Atea, rivoluzionaria e femminista, la forza di Miss Marx figlia di Karl
Atea, materialista, protofemminista, rivoluzionaria, irriducibile. E’ il quadro che emerge, non privo di contraddizioni, di Eleonor Marx detta “Tussy”, figlia prediletta dell’autore del “Manifesto del Partito Comunista” e del “Capitale” Karl Marx, uno degli uomini che con il suo pensiero ha più influenzato i destini dell’umanità, con la sua fede incrollabile in un mondo nuovo libero dall’ingiustizia. “Miss Marx” (2020) della regista e documentarista romana Susanna Nicchiarelli, presentato in concorso alla 77.a Mostra Internazionale del Cinema di Venezia, mixa come in tutti i biopic tratti di vita pubblica e privata di Eleonor, strenuamente impegnata nella lotta, per il suffragio universale, l’emancipazione della classe operaia, delle donne e contro lo sfruttamento del lavoro minorile.

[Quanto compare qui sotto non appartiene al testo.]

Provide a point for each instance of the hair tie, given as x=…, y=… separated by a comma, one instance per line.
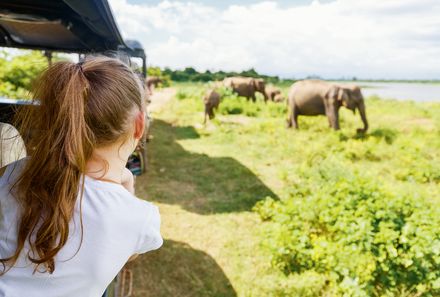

Unica tra le tre figlie del filosofo e teorico politico tedesco a raccogliere l’eredità del pensiero del padre, Eleonor vive un’esaltante stagione di lotte (si reca anche negli Stati Uniti per scrivere una pamphlet sulla condizione della classe operaia americana). Ma pur ideologicamente rivoluzionaria e per il tempo “scandalosamente” progressista e innovatrice, nella sfera privata si rivela contraddittoriamente conservatrice, accettando supinamente la relazione con un uomo fedifrago che – con una tipica finzione cinematografica – la Nicchiarelli fa credere agli spettatori ormai da lei non più sostenibile, con la denuncia della donna nel corso d’un pacato e lucido dialogo della presa di coscienza d’una condizione di minorità psicologica nei confronti del partner. Allargando lentamente il campo di ripresa si scopre invece che la conversazione è soltanto una finzione teatrale, un colloquio tratto da “Casa di bambola”, il celebre e sconvolgente lavoro del grande drammaturgo norvegese Henrik Ibsen, nel quale i due si sono cimentati a beneficio di un pubblico di amici. Finzione come prolessi della mancata ribellione privata della donna.
Aiutata da immagini di repertorio, destoricizzata con un certo azzardo postmoderno dall’improvviso irrompere di brani hard-rock dei gruppi “Gatto ciliegia contro il grande freddo” e “Downtown Boys” - che fosforizzano l’indole ribelle della protagonista (in una sequenza si esibisce anche in una danza frenetica) - accompagnata da agitate irruzioni di pianoforte, l’opera si avvia quasi spegnendosi progressivamente verso l’inevitabile conclusione, il suicidio di Eleonor avvenuto nel 1898. Raffinatissima la scelta dei costumi e delle scenografie, pendant dell’eleganza compositiva dell’immagine e della intensa e partecipata prova dell’attrice britannica Romola Garai (nata a Hong Kong, allora colonia britannica, da genitori inglesi), qui nei panni di una delle protagoniste ottocentesche di quel lungo e controverso processo ancora in corso dell’emancipazione femminile e delle classi operaie.